HR | SBP | DBP | Sepsis | Gender | P_ID |
---|---|---|---|---|---|
92 | 120 | 80 | 0 | 0 | 0 |
98 | 115 | 85 | 0 | 0 | 0 |
93 | 125 | 75 | 1 | 1 | 1 |
95 | 130 | 90 | 1 | 1 | 1 |
102 | 120 | 80 | 0 | 0 | 2 |
109 | 115 | 75 | 0 | 0 | 2 |
94 | 135 | 100 | 0 | 0 | 2 |
97 | 100 | 70 | 1 | 1 | 3 |
85 | 120 | 80 | 1 | 1 | 3 |
88 | 115 | 75 | 1 | 1 | 3 |
93 | 125 | 85 | 1 | 1 | 3 |
78 | 130 | 90 | 1 | 0 | 4 |
115 | 140 | 110 | 1 | 0 | 4 |
102 | 120 | 80 | 0 | 1 | 5 |
98 | 140 | 110 | 0 | 1 | 5 |
This is my code:
gender = df_n['Gender'].value_counts()
plt.figure(figsize=(7, 6))
ax = gender.plot(kind='bar', rot=0, color="c")

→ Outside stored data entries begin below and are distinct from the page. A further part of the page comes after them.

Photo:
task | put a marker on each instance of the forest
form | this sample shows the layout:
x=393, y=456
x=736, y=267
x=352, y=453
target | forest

ax.set_title("Bar Graph of Gender", y = 1)
ax.set_xlabel('Gender')
ax.set_ylabel('Number of People')
ax.set_xticklabels(('Male', 'Female'))
for rect in ax.patches:
y_value = rect.get_height()
x_value = rect.get_x() + rect.get_width() / 2
space = 1
label = format(y_value)
ax.annotate(label, (x_value, y_value), xytext=(0, space), textcoords="offset points", ha='center', va='bottom')
plt.show()
Now what is happening is the code is calculating total number of instances (0: Male, 1: Female) and plotting it. But I want to plot the total males and females, not the total number of 0s and 1s, as the Same patient is having multiple rows of data (as per P_ID). Like how many patients are male and how many are female?
Can someone help me out? I guess maybe sns.countplot can be used. But I don't know how.

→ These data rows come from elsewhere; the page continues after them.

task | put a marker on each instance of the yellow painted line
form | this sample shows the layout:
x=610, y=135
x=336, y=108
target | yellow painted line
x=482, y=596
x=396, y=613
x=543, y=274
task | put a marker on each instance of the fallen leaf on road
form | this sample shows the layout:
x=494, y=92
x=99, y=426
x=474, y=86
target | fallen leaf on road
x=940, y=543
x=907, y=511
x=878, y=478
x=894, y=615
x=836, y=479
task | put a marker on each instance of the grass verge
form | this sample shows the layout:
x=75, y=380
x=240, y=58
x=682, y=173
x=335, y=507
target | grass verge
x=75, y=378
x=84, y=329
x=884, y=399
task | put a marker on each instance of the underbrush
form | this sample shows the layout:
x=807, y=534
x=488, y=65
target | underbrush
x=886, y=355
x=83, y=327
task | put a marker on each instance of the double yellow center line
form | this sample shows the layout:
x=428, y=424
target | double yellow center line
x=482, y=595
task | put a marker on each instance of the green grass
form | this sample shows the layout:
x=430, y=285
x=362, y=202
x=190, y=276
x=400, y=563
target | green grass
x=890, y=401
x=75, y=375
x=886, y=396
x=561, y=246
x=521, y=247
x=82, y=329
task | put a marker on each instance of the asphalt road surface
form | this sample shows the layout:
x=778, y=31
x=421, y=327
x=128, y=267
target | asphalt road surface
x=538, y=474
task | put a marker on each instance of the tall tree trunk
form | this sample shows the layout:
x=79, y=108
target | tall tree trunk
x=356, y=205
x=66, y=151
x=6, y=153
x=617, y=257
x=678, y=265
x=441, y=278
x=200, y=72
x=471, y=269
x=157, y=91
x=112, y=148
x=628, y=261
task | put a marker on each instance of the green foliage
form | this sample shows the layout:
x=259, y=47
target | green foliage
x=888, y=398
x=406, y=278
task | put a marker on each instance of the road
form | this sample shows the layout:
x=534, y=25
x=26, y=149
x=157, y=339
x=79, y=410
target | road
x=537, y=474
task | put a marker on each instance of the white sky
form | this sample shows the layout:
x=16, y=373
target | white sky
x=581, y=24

Thanks for helping me out >.<
__________ Udpate ________________
How I can group those Genders that are sepsis (1) or no sepsis (0)?

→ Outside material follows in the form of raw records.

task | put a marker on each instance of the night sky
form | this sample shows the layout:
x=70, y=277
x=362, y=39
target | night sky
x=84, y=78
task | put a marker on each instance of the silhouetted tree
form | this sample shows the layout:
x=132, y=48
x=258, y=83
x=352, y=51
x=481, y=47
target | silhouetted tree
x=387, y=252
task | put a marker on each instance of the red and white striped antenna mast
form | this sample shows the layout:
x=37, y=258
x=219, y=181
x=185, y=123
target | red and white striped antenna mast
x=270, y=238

__________ Update 2 ___________
So, I got the total actual count of Male and Female, thanks to @Shaido.
In the whole dataset, there are only 2932 septic patients. Rest are non-septic. This is what I got from @JohanC answer.
Now, the problem is that as there are only 2932 septic patients, by looking at the graph, it is assumed that only 426 (251 Male) and (175 Female) are septic patients (out of 2932), rest are non-septic. But this is not true. Please help. Thanks.
Solution 1:
I have a working example for selecting the unique IDS, it looks ugly so there is probably a better way, but it works...
import pandas as pd
# example of data:
data = {'gender': [0, 0, 1, 1, 1, 1, 0, 0], 'id': [1, 1, 2, 2, 3, 3, 4, 4]}
df = pd.DataFrame(data)
# get all unique ids:
ids = set(df.id)
# Go over all id, get first element of gender:
g = [list(df[df['id'] == i]['gender'])[0] for i in ids]
# count genders, laze way using pandas since the rest of the code also assumes a dataframe for plotting:
gender_counts = pd.DataFrame(g).value_counts()
# from here you can use your plot function.
# Or Counter
from collections import Counter
gender_counts = Counter(g)
# You have to create another method for plotting the gender.